EBSA’s budget has remained flat from 2013 to 2021, “resulting in a substantial decline in staff available to implement these laws,” Rep. Bobby Scott, D-Va., ranking member on the House Education and Workforce Committee, said Thursday of the new GAO report.

For the agency, the Setting Every Community Up for Retirement Enhancement Act has “created responsibilities regarding lifetime income illustrations, special provisions regarding annuity safe harbors, as well as new regulatory obligations and a registration requirement for newly created pooled employer plans,” the report says in a footnote.

Secure 2.0 provided no additional funding to the agency while putting it in charge of a number of sweeping changes tied to increasing retirement savings and improving how retirement plans are run, according to the GAO.

The report, commissioned by Scott, “underscores the consequences of a decade of underfunding that has left the EBSA without the resources it needs to fulfill its mission to protect the employer-sponsored retirement and health benefits of millions of Americans,” Scott said.

House Republicans’ “extreme government funding bill proposes to cut $38 million from EBSA’s budget,” Scott said.

Specifically, Scott continued, “the dramatic decline in EBSA’s inflation-adjusted budget has reduced the number of its staff by over 18% from 2013 to 2021.”

GAO examined how EBSA’s resources and its oversight responsibilities have changed over time, and the extent to which EBSA has developed a plan to strategically manage resources.

EBSA “has taken several steps to manage its limited resources, such as focusing on cases with high monetary recoveries, establishing timeliness and monetary benchmarks for their investigations, and moving trainings online to save costs,” the report states.

However, GAO continues, “the agency does not have a systematic process for reallocating resources,” and “EBSA’s efforts to indicate resource needs or reallocations have not been systematic or well documented.

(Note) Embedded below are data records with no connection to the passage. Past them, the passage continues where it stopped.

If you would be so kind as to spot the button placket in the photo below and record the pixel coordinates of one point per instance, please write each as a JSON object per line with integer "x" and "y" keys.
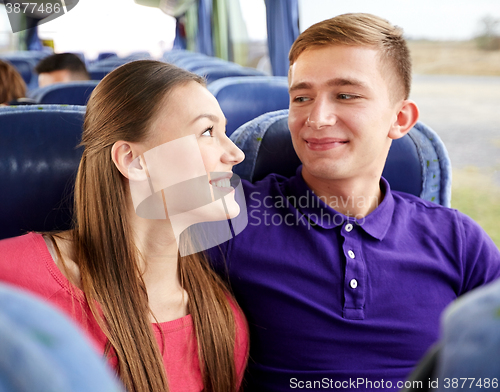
{"x": 354, "y": 274}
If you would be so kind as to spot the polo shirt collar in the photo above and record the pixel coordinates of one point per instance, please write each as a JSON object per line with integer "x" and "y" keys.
{"x": 376, "y": 224}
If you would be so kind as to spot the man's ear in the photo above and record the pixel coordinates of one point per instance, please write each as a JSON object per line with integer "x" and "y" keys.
{"x": 405, "y": 120}
{"x": 128, "y": 162}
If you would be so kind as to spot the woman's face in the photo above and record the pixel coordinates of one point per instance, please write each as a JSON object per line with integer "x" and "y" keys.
{"x": 190, "y": 159}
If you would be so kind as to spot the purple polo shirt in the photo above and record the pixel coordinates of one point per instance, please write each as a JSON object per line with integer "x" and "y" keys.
{"x": 336, "y": 303}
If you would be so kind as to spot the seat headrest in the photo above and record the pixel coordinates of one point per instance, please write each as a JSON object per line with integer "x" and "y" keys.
{"x": 418, "y": 163}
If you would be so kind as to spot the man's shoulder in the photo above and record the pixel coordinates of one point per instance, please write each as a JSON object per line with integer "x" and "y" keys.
{"x": 438, "y": 218}
{"x": 273, "y": 184}
{"x": 408, "y": 203}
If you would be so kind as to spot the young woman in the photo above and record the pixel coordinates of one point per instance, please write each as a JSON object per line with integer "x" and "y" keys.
{"x": 167, "y": 323}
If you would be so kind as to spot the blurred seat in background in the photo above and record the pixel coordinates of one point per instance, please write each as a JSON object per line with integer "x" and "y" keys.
{"x": 70, "y": 93}
{"x": 38, "y": 164}
{"x": 243, "y": 98}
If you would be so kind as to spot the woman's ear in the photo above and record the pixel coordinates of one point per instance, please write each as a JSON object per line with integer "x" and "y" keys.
{"x": 127, "y": 161}
{"x": 406, "y": 118}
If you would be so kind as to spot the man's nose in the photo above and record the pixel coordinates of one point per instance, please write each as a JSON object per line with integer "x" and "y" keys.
{"x": 232, "y": 155}
{"x": 322, "y": 114}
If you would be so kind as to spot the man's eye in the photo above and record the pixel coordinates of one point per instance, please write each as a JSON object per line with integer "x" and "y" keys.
{"x": 208, "y": 131}
{"x": 301, "y": 99}
{"x": 347, "y": 96}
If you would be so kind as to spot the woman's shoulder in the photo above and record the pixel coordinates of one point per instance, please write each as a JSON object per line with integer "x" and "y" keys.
{"x": 242, "y": 338}
{"x": 25, "y": 261}
{"x": 25, "y": 247}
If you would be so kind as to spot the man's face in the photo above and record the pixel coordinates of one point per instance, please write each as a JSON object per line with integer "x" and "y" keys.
{"x": 340, "y": 113}
{"x": 48, "y": 78}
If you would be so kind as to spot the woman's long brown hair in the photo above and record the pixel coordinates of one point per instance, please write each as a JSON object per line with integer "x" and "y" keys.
{"x": 122, "y": 107}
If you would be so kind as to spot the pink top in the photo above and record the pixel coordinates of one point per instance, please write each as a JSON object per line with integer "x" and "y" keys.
{"x": 26, "y": 262}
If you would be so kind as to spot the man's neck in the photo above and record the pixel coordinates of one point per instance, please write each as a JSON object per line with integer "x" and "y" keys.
{"x": 356, "y": 197}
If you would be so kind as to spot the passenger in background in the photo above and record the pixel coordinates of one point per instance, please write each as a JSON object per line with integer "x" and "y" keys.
{"x": 60, "y": 68}
{"x": 165, "y": 322}
{"x": 343, "y": 280}
{"x": 12, "y": 86}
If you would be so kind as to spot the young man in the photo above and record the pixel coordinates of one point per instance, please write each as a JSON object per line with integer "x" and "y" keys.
{"x": 61, "y": 68}
{"x": 346, "y": 292}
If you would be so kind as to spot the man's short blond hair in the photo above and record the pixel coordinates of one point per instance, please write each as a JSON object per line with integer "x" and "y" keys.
{"x": 363, "y": 30}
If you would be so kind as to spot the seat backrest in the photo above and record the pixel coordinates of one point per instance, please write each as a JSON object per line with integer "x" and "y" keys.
{"x": 242, "y": 98}
{"x": 26, "y": 68}
{"x": 38, "y": 164}
{"x": 213, "y": 73}
{"x": 418, "y": 163}
{"x": 70, "y": 93}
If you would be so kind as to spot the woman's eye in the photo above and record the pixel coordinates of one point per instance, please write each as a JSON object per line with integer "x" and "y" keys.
{"x": 208, "y": 132}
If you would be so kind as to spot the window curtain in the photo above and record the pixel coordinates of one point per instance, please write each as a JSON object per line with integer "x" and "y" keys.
{"x": 220, "y": 29}
{"x": 204, "y": 43}
{"x": 282, "y": 30}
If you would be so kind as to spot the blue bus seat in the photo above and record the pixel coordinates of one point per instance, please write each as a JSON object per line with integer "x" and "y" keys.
{"x": 43, "y": 350}
{"x": 105, "y": 55}
{"x": 26, "y": 68}
{"x": 242, "y": 98}
{"x": 69, "y": 93}
{"x": 418, "y": 163}
{"x": 213, "y": 73}
{"x": 38, "y": 164}
{"x": 97, "y": 72}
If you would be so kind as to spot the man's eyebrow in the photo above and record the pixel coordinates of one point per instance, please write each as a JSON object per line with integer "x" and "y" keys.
{"x": 337, "y": 82}
{"x": 300, "y": 86}
{"x": 209, "y": 116}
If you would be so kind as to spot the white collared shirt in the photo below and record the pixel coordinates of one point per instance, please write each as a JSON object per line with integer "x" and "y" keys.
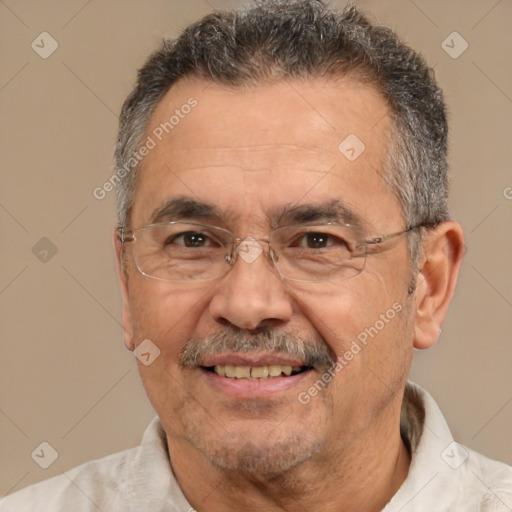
{"x": 444, "y": 476}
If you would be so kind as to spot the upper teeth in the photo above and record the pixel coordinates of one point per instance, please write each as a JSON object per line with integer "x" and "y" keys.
{"x": 254, "y": 372}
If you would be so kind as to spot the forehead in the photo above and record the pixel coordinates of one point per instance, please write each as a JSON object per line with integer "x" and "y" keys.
{"x": 249, "y": 149}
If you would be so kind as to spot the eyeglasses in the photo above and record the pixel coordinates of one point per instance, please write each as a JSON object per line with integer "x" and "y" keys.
{"x": 181, "y": 252}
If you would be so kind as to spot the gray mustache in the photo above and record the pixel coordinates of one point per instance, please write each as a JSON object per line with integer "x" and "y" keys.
{"x": 314, "y": 353}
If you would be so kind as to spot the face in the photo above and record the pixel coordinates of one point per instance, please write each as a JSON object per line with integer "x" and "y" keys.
{"x": 242, "y": 160}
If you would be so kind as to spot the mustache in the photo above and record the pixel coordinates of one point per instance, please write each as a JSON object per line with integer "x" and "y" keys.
{"x": 313, "y": 353}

Thus, it is not clear how EBSA would respond to increased responsibilities, unanticipated funding, or funding that is lower than requested.”

GAO states that “a clear, systematic, and thoroughly documented decision-making process could put EBSA in a better position to make informed decisions regarding resource reallocations due to changing circumstances.”

As of September 2022, EBSA oversaw roughly 747,000 employer-sponsored retirement plans and about 2.5 million group health plans, the report states. The retirement plans hold, according to EBSA, an estimated $12 trillion in assets as of fiscal 2022.

“This oversight helps ensure legislation is implemented as intended and benefits are delivered as promised,” Scott stated.

However, Scott cited a recent Labor Inspector General report, which found that EBSA has the enforcement capacity of less than one investigator for every 12,600 plans at its current staffing levels.

The Labor secretary, the GAO report recommends, “should direct EBSA to develop and document a systematic decision-making process for oversight responsibilities and allocating staff in a changing budget environment, which could be incorporated within current planning documents.”